Tips:Misalnya, tema pesta adalah balon udara. Mungkin tidak dengan menempeli seluruh permukaan kue dengan balon, tapi bisa bermain dengan motif atau melukis permukaan kue dengan padang rumput tempat dilepaskannya balonudara. Hasilnya pasti akan mengundang decak kagum.

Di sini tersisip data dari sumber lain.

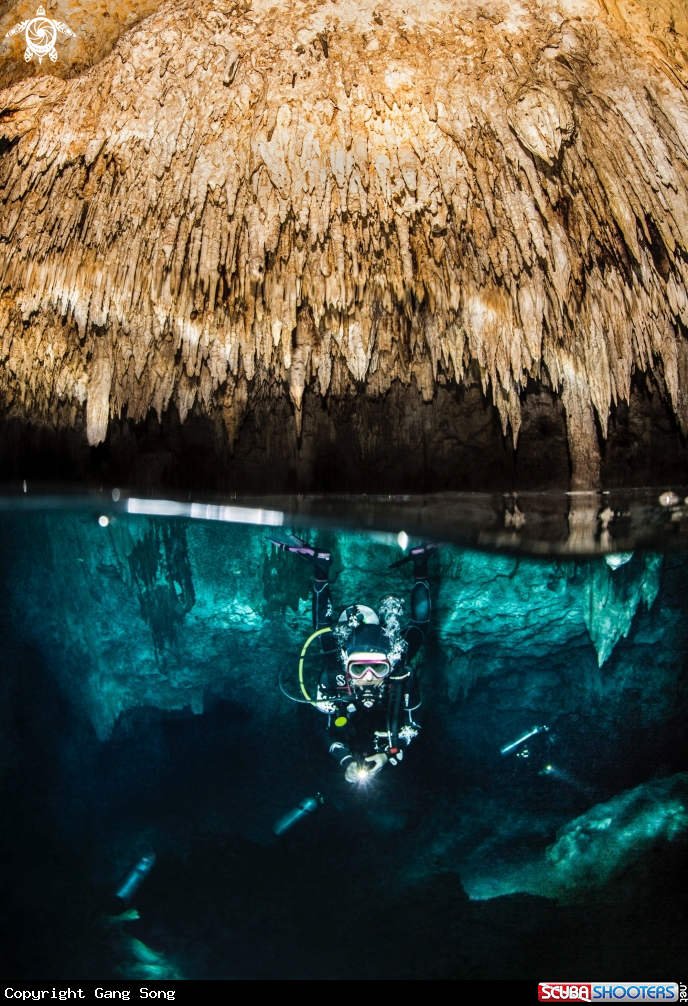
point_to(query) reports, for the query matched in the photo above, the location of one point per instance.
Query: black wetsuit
(387, 726)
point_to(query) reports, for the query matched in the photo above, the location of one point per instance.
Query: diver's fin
(298, 547)
(413, 554)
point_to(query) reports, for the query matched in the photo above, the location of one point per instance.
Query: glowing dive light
(526, 736)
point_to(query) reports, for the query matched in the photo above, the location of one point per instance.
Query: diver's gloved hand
(355, 773)
(376, 763)
(361, 770)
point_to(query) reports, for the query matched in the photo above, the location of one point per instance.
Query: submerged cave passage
(141, 711)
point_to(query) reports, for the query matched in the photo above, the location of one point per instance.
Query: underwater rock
(614, 598)
(239, 203)
(96, 27)
(598, 845)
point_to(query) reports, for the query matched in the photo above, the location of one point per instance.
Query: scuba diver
(368, 689)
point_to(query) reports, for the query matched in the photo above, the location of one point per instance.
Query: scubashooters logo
(607, 992)
(41, 35)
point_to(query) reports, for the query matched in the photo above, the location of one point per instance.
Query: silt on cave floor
(142, 713)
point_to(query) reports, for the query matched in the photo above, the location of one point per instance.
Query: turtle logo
(41, 35)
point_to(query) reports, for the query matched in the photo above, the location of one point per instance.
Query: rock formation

2. Desain motif wedding cake yang kreatif
Selain bisa menambah dengan pita dan bunga juga, desain wedding cake juga bisa dimainkan dari motifnya sendiri, misalnya garis-garis klasik dan polkadot.
Tips:Jangan ragu memadupadankan warna, motif dan aksen dengan gaya “tabrakan”. Misalnya motif wedding cake yang bergaris-garis hitam putih klasik, tambahkan dengan mawar merah segar atau dengan buah anggur merah.

3. Tak perlu ragu menggunakan aksen warna hitam atau gelap
Siapa yang tidak ingin memiliki sebuah wedding cake dengan model yang elegan dan indah? Namun membuat sebuah wedding cake dengan pilihan warna cokelat tua, hitam dan putih, tidak akan mengurangi kemewahan penampilan wedding cake Anda.
Tips:Tambahkan aksen renda dan buah, maka akan menonjolkan keunikan dari wedding cake.
4. Desain wedding cake sebaiknya tidak mengalahkan wedding gown
Biar bagaimanapun wedding gown adalah pusat perhatian dari sebuah pesta pernikahan. Hindari anggapan bahwa dengan gaun yang mewah, maka sebuah wedding cake tidak pantas dibuat dengan sedikit lebih minimalis.
Tips:Sama seperti pasangan yang menempati pelaminan, wedding cake juga akan menempati “singasana”nya sendiri. Maka untuk menghindari “sakit mata’ karena keduanya saling bersaing, buatlah desain wedding cake yang berdiri sendiri dengan keunikannya. Hal itu tentunya akan mengundang perhatian para tamu undangan tanpa menimbulkan distraction.